Many date growers are eager to participate in the festival, boxing dates in fancy arrangements or exhibits for display in the Taj Mahal, where the agricultural exhibits are displayed. A 13-minute video describes how dates are grown and processed, the industry’s origins in the Coachella Valley and its connections to the Middle East.

Ben Laflin’s father was one of the original growers; he started a crop in 1912. Laflin took over the family business and is the owner-operator--along with his wife, Pat--of Oasis Date Gardens in Thermal. “The first time I met Ben, I thought he said he was from India,” Pat Laflin recalls with a chuckle. “I’d never heard of Indio.”

Today, Ben Laflin handles the date crop and Pat Laflin manages the business operation from an upstairs office in the Oasis Date store. Tourists stop here and at other roadside shops for everything from nut- and peanut butter-filled deglet noors (the most common type of date sold in the United States) to chocolate-covered dates, and almost always for the date shakes, a fair favorite.

Theirs is one of the few operations that does the growing, packaging, retailing and wholesaling of dates in an industry subject to heavy sanitary regulations.


Unlike most dates abroad, U.S. dates are required by the U.S. Department of Agriculture to be free from pests, dirt and disease, says Schrader. Growers here have shared harvesting techniques with Egypt, Saudi Arabia, Israel and other countries in their long-fought battle against diseases and pests.

Since the war broke out, Iraq has had other problems to worry about. And no one knows what effect the war will have on that country’s date market until the fighting ends.

Basra, the second-largest city in Iraq and a chief date center, has been under heavy bombardment by the allied forces.
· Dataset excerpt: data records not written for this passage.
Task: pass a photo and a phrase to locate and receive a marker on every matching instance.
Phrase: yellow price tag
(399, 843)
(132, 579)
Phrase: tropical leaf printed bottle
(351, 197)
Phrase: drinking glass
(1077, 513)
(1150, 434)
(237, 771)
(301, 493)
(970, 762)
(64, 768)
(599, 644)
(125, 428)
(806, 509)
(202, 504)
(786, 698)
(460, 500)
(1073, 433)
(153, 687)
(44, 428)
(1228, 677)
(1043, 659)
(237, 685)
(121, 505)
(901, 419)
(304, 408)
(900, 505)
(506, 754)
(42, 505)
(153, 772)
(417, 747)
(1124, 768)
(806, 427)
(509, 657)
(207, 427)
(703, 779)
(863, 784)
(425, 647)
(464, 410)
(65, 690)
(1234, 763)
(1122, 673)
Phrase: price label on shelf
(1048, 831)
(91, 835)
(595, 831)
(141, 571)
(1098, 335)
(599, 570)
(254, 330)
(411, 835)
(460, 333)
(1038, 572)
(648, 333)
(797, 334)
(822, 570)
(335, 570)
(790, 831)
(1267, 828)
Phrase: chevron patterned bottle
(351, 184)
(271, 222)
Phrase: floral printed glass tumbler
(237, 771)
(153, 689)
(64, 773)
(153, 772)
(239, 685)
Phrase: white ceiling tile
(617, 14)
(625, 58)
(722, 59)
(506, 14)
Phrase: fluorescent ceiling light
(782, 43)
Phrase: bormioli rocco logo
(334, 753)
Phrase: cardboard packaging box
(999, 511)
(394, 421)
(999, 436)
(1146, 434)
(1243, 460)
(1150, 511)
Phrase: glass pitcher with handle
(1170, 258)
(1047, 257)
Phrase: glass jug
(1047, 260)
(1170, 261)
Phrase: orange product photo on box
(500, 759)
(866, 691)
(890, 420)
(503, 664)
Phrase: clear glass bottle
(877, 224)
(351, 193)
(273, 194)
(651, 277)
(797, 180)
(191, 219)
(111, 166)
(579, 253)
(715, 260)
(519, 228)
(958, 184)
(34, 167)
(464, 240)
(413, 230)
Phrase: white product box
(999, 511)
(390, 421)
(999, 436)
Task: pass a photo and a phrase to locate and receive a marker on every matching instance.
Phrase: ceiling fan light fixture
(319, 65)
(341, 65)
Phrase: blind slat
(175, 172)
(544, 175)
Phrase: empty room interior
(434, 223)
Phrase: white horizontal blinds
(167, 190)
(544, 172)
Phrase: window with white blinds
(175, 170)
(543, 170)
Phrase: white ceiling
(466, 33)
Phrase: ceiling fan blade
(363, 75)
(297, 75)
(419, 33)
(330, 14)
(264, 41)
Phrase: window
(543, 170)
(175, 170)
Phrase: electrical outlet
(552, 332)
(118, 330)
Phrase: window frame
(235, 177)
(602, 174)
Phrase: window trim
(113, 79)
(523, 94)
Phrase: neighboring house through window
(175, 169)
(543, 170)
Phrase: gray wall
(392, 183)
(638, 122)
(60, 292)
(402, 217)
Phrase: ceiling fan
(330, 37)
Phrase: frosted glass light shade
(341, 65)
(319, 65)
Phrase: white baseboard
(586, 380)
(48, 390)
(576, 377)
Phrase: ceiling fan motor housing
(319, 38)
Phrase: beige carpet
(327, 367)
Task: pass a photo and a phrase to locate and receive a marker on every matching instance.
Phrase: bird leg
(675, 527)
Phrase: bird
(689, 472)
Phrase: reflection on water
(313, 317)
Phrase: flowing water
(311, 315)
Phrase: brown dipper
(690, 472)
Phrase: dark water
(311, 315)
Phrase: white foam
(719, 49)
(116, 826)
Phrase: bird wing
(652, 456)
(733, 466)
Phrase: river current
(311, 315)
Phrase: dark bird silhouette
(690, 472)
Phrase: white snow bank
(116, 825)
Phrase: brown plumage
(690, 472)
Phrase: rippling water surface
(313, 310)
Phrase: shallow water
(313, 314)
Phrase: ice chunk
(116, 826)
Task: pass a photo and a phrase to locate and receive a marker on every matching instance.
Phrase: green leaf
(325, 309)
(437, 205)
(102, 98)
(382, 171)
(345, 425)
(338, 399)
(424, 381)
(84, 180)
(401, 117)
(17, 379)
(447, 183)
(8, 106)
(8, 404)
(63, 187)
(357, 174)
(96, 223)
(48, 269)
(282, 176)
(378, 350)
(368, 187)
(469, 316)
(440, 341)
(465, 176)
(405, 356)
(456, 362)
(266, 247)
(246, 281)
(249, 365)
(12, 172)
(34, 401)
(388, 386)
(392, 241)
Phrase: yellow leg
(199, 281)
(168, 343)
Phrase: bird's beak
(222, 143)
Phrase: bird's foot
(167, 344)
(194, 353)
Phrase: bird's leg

The date is known to be a tough fruit, but probably not that tough.

“Iraq is one of the principal growers, and the war is definitely having an effect,” Laflin says. “They’re not exporting them. . . . Who knows at this stage of the game.”

It is still unknown if an embargo on Iraqi goods has boosted the date industry here, as some speculated early in the war. There hasn’t been a noticeable difference, although some growers, including the Laflins, have heard from date brokers looking for suppliers.

Iraq was “already into the harvest when they took Kuwait,” says John Carpenter, a plant pathologist from the Coachella Valley who travels to the Middle East “once or twice a year” and, before his retirement, worked for the USDA. “By the time the bombing started, they should’ve been through with the harvest.”

And it’s possible that even now, Carpenter says, soldiers in the bunkers in Iraq and Kuwait are supplementing their diet with dates.


The National Date Festival, Friday through Feb. 24 in Indio from 10 a.m.-10 p.m. Camel and ostrich racing 1 p.m. daily; second race at 3:30 p.m. on weekends and Presidents Day. Admission is $5, free if wearing full “Arabian Nights” costumes; seniors 62 and older , $4; children 5-11, $3; under 5 free. For information, call (619) 342-8247.

DATES: FACTS AND FIGURES The Middle East dominates the market, supplying about 98% of the world’s dates.

California’s Coachella Valley, a 2 1/2-hour drive east of Los Angeles, produces 95% of the dates grown in the United States.

The average date tree takes about 10 years to mature, then produces about 200 pounds of dates each season.

In the date world, the fragile medjool date is the crown jewel.

Dates are tough and can be kept in cold storage for a couple of years; dried dates will keep for a year or more.

Dates are a staple in the Middle Eastern diet. There, people eat anywhere from 10 to 50 pounds of dates per person per year; Americans eat about 3 ounces per person per year.